Differential body condition regulation by males and females in response to experimental manipulations of brood size and parental effort in the blue-footed booby
Alberto Velando, Departamento de Ecoloxía e Bioloxía Animal, Facultade de Ciencias, Campus Lagoas-Marcosende, Universidade de Vigo, 36200 Vigo, Spain. Fax: +34 986 81 25 56; E-mail: firstname.lastname@example.org
- 1In long-lived species, such as seabirds, the allocation of resources between self-maintenance and reproduction is of particular interest because only a small reduction in adult survival may have a large negative effect on lifetime reproductive success. There is much debate about whether seabirds have a fixed or flexible level of investment in their current reproduction, and it has been proposed that parents can regulate the risk of an increase in mortality under the control of a mass threshold.
- 2Body mass change as response to experimental manipulations of parental effort was examined in blue-footed boobies (Sula nebouxii Mine-Edwards), a sexually size-dimorphic seabird, with females approximately 31% heavier than males.
- 3First, paternal effort was manipulated by trimming the flight feathers and thereby handicapping males during the chick-rearing period. Mass remained stable in handicapped males, while there was a reduction of female body mass as response to the handicapped partner. The handicapping of males had a significant effect on chick mass.
- 4Secondly, an experiment was made by enlarging and decreasing broods of two chicks to three and one during the first week after hatching. Body mass of females, but not males, was lower in enlarged broods, and body mass of males, but not females, was higher in the reduced broods when the chicks were 45 days old.
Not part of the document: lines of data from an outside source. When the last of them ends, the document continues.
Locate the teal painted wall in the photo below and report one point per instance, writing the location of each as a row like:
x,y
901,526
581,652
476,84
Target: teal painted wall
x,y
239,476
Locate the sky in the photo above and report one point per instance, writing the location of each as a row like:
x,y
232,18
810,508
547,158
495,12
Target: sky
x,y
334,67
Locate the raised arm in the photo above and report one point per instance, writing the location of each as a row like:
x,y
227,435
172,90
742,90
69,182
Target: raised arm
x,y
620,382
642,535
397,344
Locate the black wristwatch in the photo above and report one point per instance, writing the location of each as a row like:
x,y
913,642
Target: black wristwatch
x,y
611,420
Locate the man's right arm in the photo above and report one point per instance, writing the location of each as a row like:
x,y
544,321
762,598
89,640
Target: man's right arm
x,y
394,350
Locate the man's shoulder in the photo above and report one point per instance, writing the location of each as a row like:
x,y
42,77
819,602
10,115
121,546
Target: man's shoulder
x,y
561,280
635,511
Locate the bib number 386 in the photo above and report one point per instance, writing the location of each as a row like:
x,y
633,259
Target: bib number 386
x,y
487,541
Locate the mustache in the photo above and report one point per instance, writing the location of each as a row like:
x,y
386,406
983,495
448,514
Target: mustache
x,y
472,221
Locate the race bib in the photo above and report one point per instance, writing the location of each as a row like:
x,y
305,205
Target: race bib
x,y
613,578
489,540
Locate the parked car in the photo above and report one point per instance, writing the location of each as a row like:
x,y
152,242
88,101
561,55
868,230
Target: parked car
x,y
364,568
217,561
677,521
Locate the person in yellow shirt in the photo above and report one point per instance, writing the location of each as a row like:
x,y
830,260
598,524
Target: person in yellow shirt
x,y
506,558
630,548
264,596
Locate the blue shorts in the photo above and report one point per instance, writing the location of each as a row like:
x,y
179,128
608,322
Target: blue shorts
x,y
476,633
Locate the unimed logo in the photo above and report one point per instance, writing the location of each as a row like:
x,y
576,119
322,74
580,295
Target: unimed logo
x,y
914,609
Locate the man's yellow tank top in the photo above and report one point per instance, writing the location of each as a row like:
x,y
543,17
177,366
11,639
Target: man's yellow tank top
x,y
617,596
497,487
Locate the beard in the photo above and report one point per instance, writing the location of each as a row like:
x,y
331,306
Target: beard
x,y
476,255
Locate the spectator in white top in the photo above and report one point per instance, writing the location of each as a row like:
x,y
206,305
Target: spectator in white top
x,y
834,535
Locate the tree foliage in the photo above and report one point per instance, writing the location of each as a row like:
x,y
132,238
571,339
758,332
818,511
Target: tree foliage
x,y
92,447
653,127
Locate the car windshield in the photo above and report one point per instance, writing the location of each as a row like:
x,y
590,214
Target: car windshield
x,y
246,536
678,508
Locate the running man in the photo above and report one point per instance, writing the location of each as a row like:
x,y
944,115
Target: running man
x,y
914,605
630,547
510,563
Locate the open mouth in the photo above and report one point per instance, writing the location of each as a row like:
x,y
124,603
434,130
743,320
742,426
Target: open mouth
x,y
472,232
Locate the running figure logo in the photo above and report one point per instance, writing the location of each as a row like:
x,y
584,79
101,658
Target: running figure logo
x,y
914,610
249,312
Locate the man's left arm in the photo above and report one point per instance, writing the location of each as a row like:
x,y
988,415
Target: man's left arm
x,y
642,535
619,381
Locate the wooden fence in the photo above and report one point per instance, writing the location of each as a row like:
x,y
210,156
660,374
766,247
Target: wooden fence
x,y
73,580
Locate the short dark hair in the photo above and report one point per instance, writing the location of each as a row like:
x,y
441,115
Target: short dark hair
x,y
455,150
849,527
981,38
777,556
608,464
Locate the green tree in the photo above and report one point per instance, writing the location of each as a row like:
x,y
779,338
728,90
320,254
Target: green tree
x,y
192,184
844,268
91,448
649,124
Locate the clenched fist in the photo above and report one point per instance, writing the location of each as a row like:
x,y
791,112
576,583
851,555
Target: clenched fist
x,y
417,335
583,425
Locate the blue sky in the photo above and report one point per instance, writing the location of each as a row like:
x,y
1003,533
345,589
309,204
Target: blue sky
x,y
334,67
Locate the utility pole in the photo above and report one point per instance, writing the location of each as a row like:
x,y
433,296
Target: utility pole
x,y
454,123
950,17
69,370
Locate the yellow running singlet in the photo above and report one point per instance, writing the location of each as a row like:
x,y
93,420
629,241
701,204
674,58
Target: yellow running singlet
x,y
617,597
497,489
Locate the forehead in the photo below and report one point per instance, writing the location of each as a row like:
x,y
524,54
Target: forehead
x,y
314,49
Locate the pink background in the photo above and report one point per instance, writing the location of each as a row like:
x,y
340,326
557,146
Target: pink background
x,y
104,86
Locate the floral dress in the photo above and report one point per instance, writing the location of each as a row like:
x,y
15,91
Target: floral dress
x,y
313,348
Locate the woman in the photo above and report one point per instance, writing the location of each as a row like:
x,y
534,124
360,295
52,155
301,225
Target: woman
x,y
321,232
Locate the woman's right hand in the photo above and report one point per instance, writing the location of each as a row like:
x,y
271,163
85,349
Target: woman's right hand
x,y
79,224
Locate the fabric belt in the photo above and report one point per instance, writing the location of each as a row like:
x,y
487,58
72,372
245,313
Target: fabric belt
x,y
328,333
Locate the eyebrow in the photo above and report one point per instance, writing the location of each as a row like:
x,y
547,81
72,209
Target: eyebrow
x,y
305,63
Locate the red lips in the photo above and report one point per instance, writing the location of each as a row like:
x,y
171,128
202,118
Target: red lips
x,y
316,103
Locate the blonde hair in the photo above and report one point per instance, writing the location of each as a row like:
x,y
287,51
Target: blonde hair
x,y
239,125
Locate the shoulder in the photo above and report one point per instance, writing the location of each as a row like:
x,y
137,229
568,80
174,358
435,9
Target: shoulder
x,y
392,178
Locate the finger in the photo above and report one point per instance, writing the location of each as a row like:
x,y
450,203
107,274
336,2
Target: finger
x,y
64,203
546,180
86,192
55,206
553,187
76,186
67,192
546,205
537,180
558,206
Chick body masses were lower among enlarged broods than among reduced and control broods.
- 5Overall, these and other results revealed that blue-footed boobies have a sex-specific body mass regulation. Males had a fixed body mass at the end of experiments; they were working at some physiological maximum or were unwilling to pay the cost in terms of future survival, when the effort demanded was increased. Females performed a flexible effort and were working with a buffer of nutritional reserves that they used when necessary. Below a critical level, females preferentially allocated resources to the maintenance of their body condition at the expense of investment in current reproduction.